I know some women struggle with falling asleep and/or staying asleep. This can be a complete talk alone.  There are many things to look at to evaluate to sleep better.  A great place to start is to cut out caffeine completely, and see how you do with that.  If you continue to have trouble sleeping, talk with your health provider to look at other options to help with sleep. 

#1 Take care of your nervous system.

This is done with chiropractic care.  You nervous system in the power house in your body, controlling every other function your body does.  It is essential to have it working at 100% so your body to deal with the stress as it comes day in and day out.  I can not tell you how many times people tell me how they feel less anxiety when they are under regular chiropractic care.  Your nervous system is supported through chiropractic care because all the nerves that pass through the vertebrae.  If your spine is misaligned, this puts pressure on the nerves in that area.  Your nerves work like a garden hose.  If there is pressure on the nerves, there is not as much flow going through the nerves.  When you get a chiropractic adjustment it aligns the spine which relieves pressure on the nerves.

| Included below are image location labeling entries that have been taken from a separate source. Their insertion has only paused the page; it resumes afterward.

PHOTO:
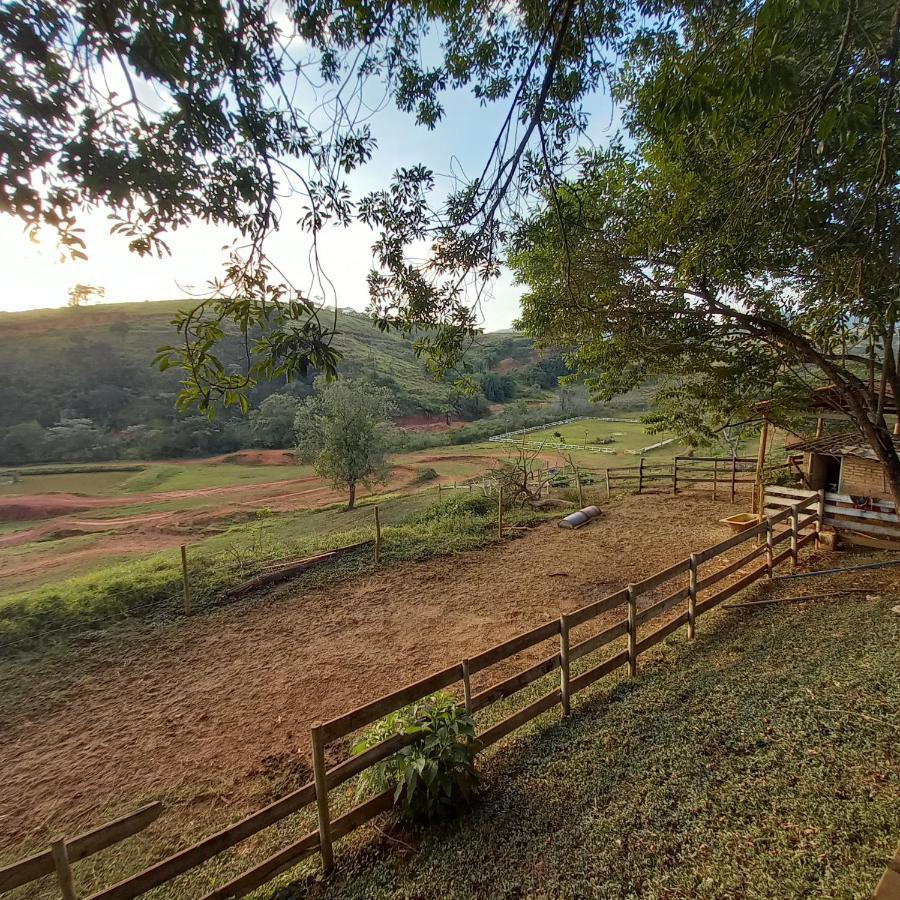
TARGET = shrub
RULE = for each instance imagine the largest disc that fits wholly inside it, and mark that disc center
(435, 776)
(466, 506)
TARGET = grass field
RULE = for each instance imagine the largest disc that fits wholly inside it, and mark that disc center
(759, 761)
(111, 548)
(153, 477)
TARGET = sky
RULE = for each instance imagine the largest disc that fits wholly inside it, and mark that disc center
(34, 276)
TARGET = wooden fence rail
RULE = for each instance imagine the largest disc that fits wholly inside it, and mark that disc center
(841, 511)
(568, 650)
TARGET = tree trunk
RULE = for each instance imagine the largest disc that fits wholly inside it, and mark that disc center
(878, 436)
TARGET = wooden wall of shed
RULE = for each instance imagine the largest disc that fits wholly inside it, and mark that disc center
(864, 477)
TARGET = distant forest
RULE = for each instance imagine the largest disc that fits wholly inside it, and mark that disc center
(79, 385)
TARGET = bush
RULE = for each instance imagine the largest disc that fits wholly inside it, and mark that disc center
(434, 776)
(468, 506)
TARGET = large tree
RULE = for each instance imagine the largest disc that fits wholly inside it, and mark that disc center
(742, 243)
(345, 432)
(166, 112)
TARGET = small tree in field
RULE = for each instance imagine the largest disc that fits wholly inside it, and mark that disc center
(343, 430)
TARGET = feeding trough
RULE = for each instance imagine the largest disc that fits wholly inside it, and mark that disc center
(740, 521)
(582, 517)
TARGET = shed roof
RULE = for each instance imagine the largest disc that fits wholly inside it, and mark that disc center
(844, 443)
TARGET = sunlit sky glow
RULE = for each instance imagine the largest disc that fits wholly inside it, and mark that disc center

When you get adjusted, it give a boost to your immune system.  When you are under stress, your immune system can be compromised.  When I was in chiropractic school, it never failed that I would get sick the week of finals or the week after.  I am sure you can see other situations when you end up sick after a stressful time.  Getting adjusted can help your immune system fight against the effect of the stress.  If you still do get sick, it can help shorten your recovery time.

There is a hormone response when we are under stress.  As I said, the nervous system controls all other systems in your body and getting adjusted can help your regulate hormones.

 The number 1 area where stress settles into in the neck and shoulders.  Getting adjusted can help alleviate the tension that builds in those areas. One of the most memorial testimonials I ever heard about chiropractic was from a little boy whose mother started chiropractic care.  When asked what he liked about his mom getting care, he said “my mom doesn’t yell at me as much since she started seeing a chiropractor.”

When we are stressed and in pain it is easy to take that out on our family and those closest to us.  We need to do our best to manage our stress so we can give our best to our family and those we love.

I hope you all got something you can use to manage your stress out of these last 2 blogs. Have a happy and stress-less holiday season!